Telehealth is emphasized as a cost-effective method of ongoing monitoring that is more convenient for patients than frequent office visits.
And why should this all matter to you?
Mountains of research over time have shown a very clear link between high blood pressure and cardiovascular disease.
A 20-point higher systolic blood pressure or a 10-point higher diastolic blood pressure is associated with double your risk of death from a heart attack, stroke, or other cardiovascular complication (like abdominal aortic aneurysm or heart failure).
What many people don’t realize is that those who survive these events find their lives permanently altered by disability and medical complications.

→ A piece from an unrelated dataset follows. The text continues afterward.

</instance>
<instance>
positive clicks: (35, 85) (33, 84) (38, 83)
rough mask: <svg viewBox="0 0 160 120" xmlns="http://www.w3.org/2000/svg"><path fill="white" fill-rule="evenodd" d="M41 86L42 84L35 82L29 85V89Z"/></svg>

Much is being made of the fact that the new definitions of high blood pressure will mean roughly half of all US citizens will be considered to have high blood pressure, but when you really look at the numbers, as cardiologists already have, not that many more people will actually be advised to take medications.
Although the public has good reason to be suspicious of “big pharma,” that’s not what this is about.
Diet and lifestyle changes are powerful medicine.
Even if your blood pressure is normal now, you can help to prevent it from becoming elevated starting today.
Eat more fruits, veggies, and whole grains, and limit foods high in sodium and unhealthy fats. Be as physically active as possible.
There is a lot more in the very long, detailed executive summary, including specific guidance for various populations, myriad diseases, and special circumstances, but this is the gist of it.